Laurent miguet |  le 19/07/2018  |  foot

Un vainqueur français du Mondial est passé inaperçu parmi les fans de foot : Christophe Galbrun, sélectionneur chez DLF France, industriel des semences de gazon … « Notre DD à nous », s’enorgueillit la filiale du groupe danois, basée aux Alleuds, près d’Angers.

 

Pour DLF France, le mondial russe qui vient de s'achever avait commencé dès 2016, avec le démarrage des tests de ray-grass anglais tétraploïdes sur les pelouses du pays. Mais le succès commercial repose sur un cycle bien plus long : « 15 ans de patience et d’abnégation séparent les premiers tests des autorisations de mise sur le marché », rappelle Jean-Marc Lecourt, directeur adjoint de DLF France.

Inventeur du gazon anglais tétraploïde choisi par la Russie en raison de son adaptation à des conditions climatiques extrêmes, Christophe Galburn continue à sélectionner les variétés de futures compétitions sportives internationales, à partir des parcelles expérimentales exploitées par DLF France aux Alleuds (Maine-et-Loire). « Mais il n’est pas sûr de voir ses nouvelles créations sur le terrain », souligne Jean-Marc Lecourt.

 

Substrats français pour ovalie japonaise

 

La mise au point des variétés utilisées sur le mondial s’est appuyée sur la capitalisation du savoir-faire des spécialistes du fourrage.
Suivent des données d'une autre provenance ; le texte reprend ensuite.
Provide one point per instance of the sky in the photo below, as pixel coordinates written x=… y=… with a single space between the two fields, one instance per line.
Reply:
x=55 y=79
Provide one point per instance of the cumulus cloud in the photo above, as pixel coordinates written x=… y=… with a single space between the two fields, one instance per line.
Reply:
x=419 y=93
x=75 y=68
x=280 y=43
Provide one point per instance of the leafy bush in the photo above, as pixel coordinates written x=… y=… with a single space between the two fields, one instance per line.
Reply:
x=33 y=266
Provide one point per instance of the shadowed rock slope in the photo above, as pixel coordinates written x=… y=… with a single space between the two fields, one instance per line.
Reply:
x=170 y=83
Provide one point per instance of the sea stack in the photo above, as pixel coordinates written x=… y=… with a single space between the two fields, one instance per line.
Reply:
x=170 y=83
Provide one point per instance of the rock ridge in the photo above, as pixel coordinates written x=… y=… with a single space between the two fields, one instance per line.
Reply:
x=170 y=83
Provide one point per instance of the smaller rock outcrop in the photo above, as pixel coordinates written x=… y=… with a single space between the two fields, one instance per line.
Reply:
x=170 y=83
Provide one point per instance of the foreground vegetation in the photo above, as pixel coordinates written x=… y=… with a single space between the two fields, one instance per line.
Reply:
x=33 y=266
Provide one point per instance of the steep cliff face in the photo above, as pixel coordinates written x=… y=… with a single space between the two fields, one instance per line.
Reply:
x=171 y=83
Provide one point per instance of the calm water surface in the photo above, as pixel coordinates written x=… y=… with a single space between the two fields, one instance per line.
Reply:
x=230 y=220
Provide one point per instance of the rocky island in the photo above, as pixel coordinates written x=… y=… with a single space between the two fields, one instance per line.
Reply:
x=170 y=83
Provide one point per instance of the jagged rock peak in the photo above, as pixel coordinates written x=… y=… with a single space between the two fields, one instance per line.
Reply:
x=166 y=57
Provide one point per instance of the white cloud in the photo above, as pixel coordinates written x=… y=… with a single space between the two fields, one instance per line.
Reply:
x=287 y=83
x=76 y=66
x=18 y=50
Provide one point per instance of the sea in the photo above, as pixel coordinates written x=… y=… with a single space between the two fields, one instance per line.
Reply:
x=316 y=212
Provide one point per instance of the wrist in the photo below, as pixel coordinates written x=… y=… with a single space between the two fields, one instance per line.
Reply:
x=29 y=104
Le sélectionneur a cherché à diminuer la température du zéro végétatif de 7 à 5°C, puis jusqu’à 3°C, pour favoriser la germination en périodes froides. De nombreux clubs de foot français de ligues 1 et 2 ont prouvé, au cours des dernières années, la résistance des ray-grass anglais tétraploïdes aux piétinements.
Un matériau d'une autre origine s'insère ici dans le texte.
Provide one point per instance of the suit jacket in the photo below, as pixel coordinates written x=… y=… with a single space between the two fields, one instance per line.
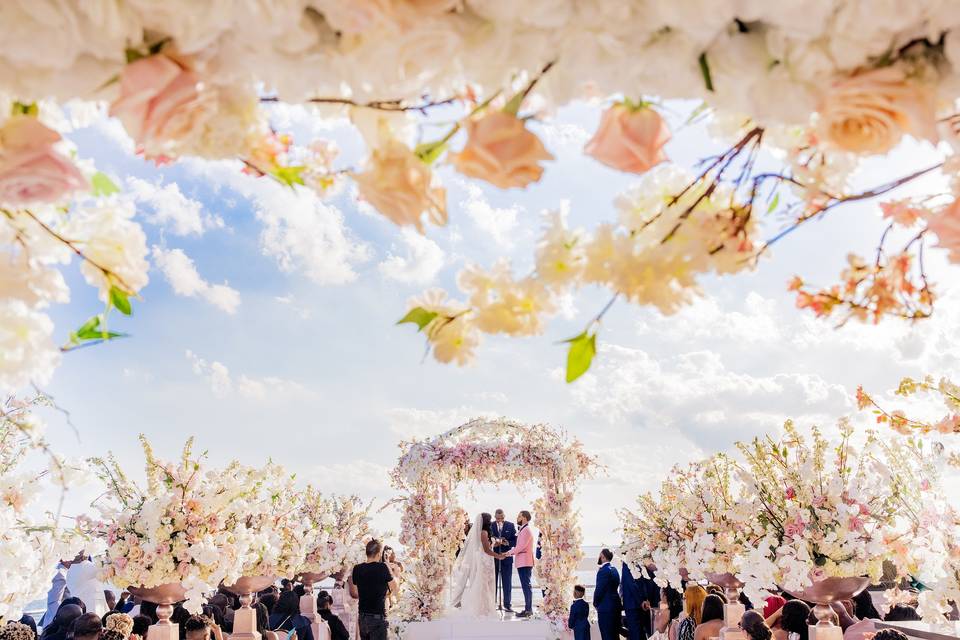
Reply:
x=508 y=532
x=605 y=598
x=523 y=552
x=631 y=590
x=578 y=621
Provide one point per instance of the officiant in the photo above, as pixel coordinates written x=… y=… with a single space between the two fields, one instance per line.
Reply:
x=504 y=538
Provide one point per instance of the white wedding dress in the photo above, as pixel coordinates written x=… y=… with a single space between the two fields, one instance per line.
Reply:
x=472 y=589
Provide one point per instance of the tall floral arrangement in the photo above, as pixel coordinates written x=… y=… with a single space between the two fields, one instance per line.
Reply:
x=187 y=525
x=32 y=539
x=487 y=451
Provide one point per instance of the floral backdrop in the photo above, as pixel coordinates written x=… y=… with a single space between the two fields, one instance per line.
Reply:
x=493 y=452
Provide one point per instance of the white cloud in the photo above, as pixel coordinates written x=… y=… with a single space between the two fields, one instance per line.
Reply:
x=181 y=273
x=421 y=264
x=300 y=231
x=223 y=384
x=496 y=222
x=171 y=208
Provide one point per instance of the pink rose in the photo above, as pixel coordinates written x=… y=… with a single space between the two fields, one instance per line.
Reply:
x=629 y=139
x=158 y=100
x=31 y=170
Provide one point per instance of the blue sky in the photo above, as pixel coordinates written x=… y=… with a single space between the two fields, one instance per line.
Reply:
x=310 y=371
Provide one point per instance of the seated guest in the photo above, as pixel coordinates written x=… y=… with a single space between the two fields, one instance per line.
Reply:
x=579 y=622
x=793 y=621
x=57 y=630
x=87 y=627
x=754 y=625
x=711 y=618
x=901 y=613
x=140 y=625
x=286 y=616
x=16 y=631
x=693 y=598
x=338 y=631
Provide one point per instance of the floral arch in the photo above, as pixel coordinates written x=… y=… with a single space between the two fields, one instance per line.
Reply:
x=488 y=451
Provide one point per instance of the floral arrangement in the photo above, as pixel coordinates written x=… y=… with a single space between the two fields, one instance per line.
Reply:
x=794 y=511
x=432 y=524
x=188 y=525
x=31 y=540
x=817 y=90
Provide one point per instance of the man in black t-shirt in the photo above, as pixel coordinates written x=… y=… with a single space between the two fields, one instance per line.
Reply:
x=370 y=582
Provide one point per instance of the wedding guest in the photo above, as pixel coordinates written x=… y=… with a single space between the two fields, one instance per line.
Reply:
x=58 y=586
x=606 y=600
x=16 y=631
x=793 y=621
x=578 y=621
x=711 y=618
x=87 y=627
x=370 y=582
x=632 y=594
x=522 y=552
x=754 y=625
x=901 y=613
x=140 y=625
x=503 y=536
x=338 y=631
x=693 y=597
x=62 y=621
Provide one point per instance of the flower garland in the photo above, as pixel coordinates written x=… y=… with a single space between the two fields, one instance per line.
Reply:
x=432 y=524
x=820 y=89
x=31 y=543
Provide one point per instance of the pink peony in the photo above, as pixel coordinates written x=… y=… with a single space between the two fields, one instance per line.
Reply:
x=31 y=170
x=629 y=139
x=158 y=100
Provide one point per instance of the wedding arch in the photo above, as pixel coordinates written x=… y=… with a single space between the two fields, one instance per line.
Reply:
x=488 y=451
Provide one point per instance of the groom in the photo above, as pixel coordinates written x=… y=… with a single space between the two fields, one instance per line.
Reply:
x=504 y=536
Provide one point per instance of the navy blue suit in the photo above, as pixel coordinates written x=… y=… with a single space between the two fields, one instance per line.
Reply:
x=633 y=594
x=504 y=568
x=578 y=621
x=607 y=602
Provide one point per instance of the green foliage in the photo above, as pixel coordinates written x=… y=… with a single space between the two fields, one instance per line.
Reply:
x=102 y=185
x=580 y=355
x=418 y=316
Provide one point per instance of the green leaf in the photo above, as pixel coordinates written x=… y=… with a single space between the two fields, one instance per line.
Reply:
x=513 y=106
x=705 y=70
x=429 y=152
x=289 y=175
x=102 y=185
x=120 y=300
x=24 y=109
x=418 y=316
x=582 y=349
x=774 y=203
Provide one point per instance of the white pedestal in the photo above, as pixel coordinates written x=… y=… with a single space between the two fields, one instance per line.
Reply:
x=168 y=631
x=244 y=625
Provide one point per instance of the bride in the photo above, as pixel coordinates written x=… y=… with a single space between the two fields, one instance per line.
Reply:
x=473 y=588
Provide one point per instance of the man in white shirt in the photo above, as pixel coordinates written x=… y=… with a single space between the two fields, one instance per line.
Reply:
x=82 y=583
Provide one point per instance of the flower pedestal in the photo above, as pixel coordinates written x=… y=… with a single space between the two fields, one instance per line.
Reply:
x=308 y=607
x=245 y=618
x=732 y=611
x=164 y=596
x=823 y=593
Avec huit stades sur 12 répartis de l’Est à l’ouest du pays, le mondial russe restera une référence majeure pour la filiale française du groupe danois. Les conditions caniculaires n’ont pas affecté les terrains. DLF France souligne la part importante des substrats hybrides, parmi les supports des pelouses concernées. Face au néerlandais Desso International qui domine cette nouvelle famille de terrains en pleine expansion grâce à l’association de fibres naturelles et synthétiques, le Français Natural Grass n’a pas cherché à placer ses propres substrats connus sous la marque AirFibr : « Le contexte géopolitique complexe nous a décidés à ne pas chercher les marchés du mondial russe », précise une porte-parole de l’entreprise. Natural Grass se concentre sur un autre mondial : la coupe du monde de rugby, qui se jouera l’an prochain au Japon.